Racial science has discovered the art, and the power, of flattery. Last year, three scholars published a paper, Natural History of Ashkenazi Intelligence, in which they argued that Ashkenazi Jews were considerably more intelligent than other Europeans, because their history of moneylending and other financial occupations favoured genes associated with cleverness.
The principle at stake was essentially the same as the one underlying The Bell Curve, a provocative tome in which Charles Murray and Richard Herrnstein suggested that black people might be innately less intelligent than white people, that race is biologically real and that some races are intellectually superior to others. But the public reaction was strikingly different. There was none of the outrage that followed The Bell Curve's appearance in 1994. Instead there were thoughtful commentaries on the paper's arguments, and an undertone of complacency.

At a meeting in New York at which the psychologist Steven Pinker spoke about the Ashkenazi paper, though, one writer was troubled. Maggie Wittlin, reporting for Seed magazine, said: "People will hear what they want to hear. And many in attendance were there to hear that Jews are naturally smarter than everyone else." Seduction is more powerful than provocation - and more insidious.
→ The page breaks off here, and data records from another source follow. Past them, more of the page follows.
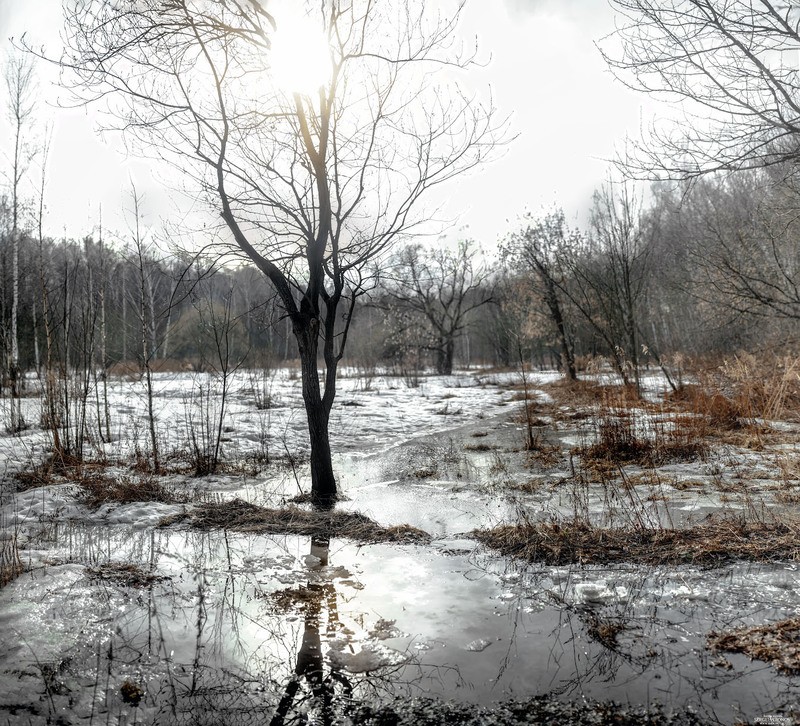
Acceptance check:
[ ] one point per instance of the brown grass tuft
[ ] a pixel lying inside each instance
(98, 488)
(713, 542)
(244, 517)
(778, 643)
(123, 573)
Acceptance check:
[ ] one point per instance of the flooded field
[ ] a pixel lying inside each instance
(127, 614)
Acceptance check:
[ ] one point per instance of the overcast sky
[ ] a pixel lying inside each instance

And it is not directed at one ethnic group. As Pinker has noted, race has raised its head in public several times in the past year, and the reaction - or lack of it - has been notable. Murray restated his case, more magisterially than ever, in the magazine Commentary. The British biologist Armand Marie Leroi argued in the New York Times that race was a scientifically meaningful and medically valuable concept. His case has the implicit support of the US Food and Drug Administration, which has approved a heart drug, BiDil, that is intended specifically for black people. Discredited by association with the Third Reich, and discarded by mainstream science thereafter, racial science is pushing for rehabilitation on a range of fronts.

Last month, Pinker told the Edge website that "the dangerous idea of the next decade" will be the notion that "groups of people may differ genetically in their average talents and temperaments". It is all the more dangerous for being bound up with ideas about how populations vary in their susceptibility to disease. The implication is that we must take these ideas as a package. Health must come first, of course - and the dangerous elements must follow in its wake. We are ill-prepared to respond to the complex challenges posed by racial arguments bobbing in the unstoppable tide of genetic research.

In the past it was easy: an ominous reference to the Nazis and a snippet of scientific reassurance - such as the observation that there is more variation within so-called races than between them - would do the trick. But the hardcore advocates of race science have spent years working out answers to the standard rebuttals. And you cannot refute a scientific claim by referring to its historical baggage.

Over the years, the denial of race became almost absolute. Differences were only skin-deep, it was said - despite the common knowledge that certain groups had higher incidences of genetically influenced diseases. It became a taboo, and as the taboo starts to appear outdated or untenable, the danger is that unreflective denial will be replaced by equally uncritical acceptance.

We don't need to take it as a package, though. In particular, we should not be misled into thinking that sexes and races are the same kind of thing. Evolutionary theory affirms that in general, male and female behaviour will differ. On race, however, it has little or nothing to say. Whereas there is a fundamental asymmetry between the genetic interests of men and women, because women are obliged to invest more resources in their offspring than men are, different peoples are much the same. Although hardcore race theorists talk about the bracing effects of cold open spaces upon East Asian mental abilities (which they consider to be greater than those of any other group), they are pushed to explain why such environments should promote intelligence any more than, say, the Australian outback. If life in groups of clever primates was the main driving force behind human intelligence, as many scientists nowadays consider, it's harder still to see why intelligence should vary with the landscape.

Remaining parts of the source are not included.